Dove[1] io sarò che le fanciulle l’odano,
O altri a cui mi piaccia di far credere
Ch’io mi voglia partir, ti darò un numero
Grande di commissioni. Abbi in memoria,
Ch’io non ho intenzibn che si eseguiscano;
E sopra tutto guarda non mi spendere
Danaro ch’io ti dia. Fa che sollecito
Ti mostri e diligente; ma sia il fingere
Senza mio danno. Intendimi tu?
Furbo.                                                      Intendoti.
Lucramo.Or ritorniamo verso casa. Accóstati
All’uscio un poco; un poco ancora: or férmati.
Tu di’ che ’l nocchier vuol ch’oggi si carchino
Tutte le cose nostre?
Furbo.                                    Così dicovi.
Lucramo.E vuol domani uscir del porto e mettersi
A cammino?
Furbo.                       Così m’ha detto.

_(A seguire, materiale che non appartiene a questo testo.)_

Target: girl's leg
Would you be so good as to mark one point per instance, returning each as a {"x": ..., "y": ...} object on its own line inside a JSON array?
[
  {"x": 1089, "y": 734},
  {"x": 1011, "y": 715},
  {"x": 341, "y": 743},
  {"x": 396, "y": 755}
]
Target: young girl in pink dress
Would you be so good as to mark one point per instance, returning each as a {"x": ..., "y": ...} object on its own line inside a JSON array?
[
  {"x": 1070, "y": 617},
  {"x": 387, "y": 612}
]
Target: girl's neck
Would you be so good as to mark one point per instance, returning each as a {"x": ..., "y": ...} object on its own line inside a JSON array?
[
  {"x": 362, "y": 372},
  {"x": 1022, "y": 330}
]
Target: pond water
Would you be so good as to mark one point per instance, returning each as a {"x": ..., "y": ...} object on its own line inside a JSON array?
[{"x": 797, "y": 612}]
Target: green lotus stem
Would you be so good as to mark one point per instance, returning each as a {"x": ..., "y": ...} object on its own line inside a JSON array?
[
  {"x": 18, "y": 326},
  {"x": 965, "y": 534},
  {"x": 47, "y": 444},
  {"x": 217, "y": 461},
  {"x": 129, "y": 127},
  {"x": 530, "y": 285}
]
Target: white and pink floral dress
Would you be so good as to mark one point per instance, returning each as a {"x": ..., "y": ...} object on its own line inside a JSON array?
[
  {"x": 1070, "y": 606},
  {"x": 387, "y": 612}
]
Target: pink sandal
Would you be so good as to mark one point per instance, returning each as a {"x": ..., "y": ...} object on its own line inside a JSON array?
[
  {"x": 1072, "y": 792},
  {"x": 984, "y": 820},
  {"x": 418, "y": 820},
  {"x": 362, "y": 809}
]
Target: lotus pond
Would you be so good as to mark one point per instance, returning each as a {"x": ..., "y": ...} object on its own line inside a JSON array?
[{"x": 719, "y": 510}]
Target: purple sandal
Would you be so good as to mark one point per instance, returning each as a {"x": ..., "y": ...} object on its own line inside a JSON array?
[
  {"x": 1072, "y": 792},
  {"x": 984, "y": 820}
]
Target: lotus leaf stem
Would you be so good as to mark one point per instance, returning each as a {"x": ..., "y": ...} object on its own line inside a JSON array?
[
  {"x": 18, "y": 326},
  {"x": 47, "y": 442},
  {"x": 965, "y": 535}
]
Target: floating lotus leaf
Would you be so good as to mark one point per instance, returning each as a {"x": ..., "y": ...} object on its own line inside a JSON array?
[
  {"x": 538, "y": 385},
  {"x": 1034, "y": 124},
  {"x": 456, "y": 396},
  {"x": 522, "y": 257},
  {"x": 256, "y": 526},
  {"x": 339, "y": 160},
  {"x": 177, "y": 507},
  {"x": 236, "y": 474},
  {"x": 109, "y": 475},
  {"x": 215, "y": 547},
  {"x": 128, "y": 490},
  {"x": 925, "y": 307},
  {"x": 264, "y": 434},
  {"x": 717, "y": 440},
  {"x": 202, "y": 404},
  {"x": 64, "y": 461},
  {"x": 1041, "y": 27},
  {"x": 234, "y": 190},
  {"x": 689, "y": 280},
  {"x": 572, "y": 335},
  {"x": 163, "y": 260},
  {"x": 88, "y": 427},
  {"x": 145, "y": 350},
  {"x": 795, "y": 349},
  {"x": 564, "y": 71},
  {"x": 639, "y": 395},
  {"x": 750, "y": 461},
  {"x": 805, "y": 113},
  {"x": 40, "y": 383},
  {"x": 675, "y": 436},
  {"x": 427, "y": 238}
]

Lucramo.                                                    Affrettisi,
Dunque, quel che s’ha a far. Udite, femmine
Di spesa grande e di pochissimo utile;
Che siete tanto belle e sì piacevoli,
Che non potete trovar chi vi liberi
Di servitù. Non son ciechi gli altri uomini,
Nè balordi, come io, che corsi a spendere
Il mio danajo in duo vetri, credendomi
Che fossin belle gioje: ma rendetevi
Certe, ch’io non vô stare in questa perdita.
S’io non potrò, quel c’ho speso riscuotere
Tutto a un tratto, mi sforzerò rimetterlo
Insieme a poco a poco: non puote essere
Che non vi guadagniate due o tre coppie
Di carlini ogni giorno, che soccorrere
Mi potranno a vestirvi, o almeno a pascervi.


  1. È qui data a quest’avverbio la forza di esprimere il tempo insieme ed il luogo: cioè Quando io sarò dove, o in lungo che, le fanciulle ec. Anche verso il fine di questa scena medesima: «Ma dimmelo ove le fanciulle m’odano.»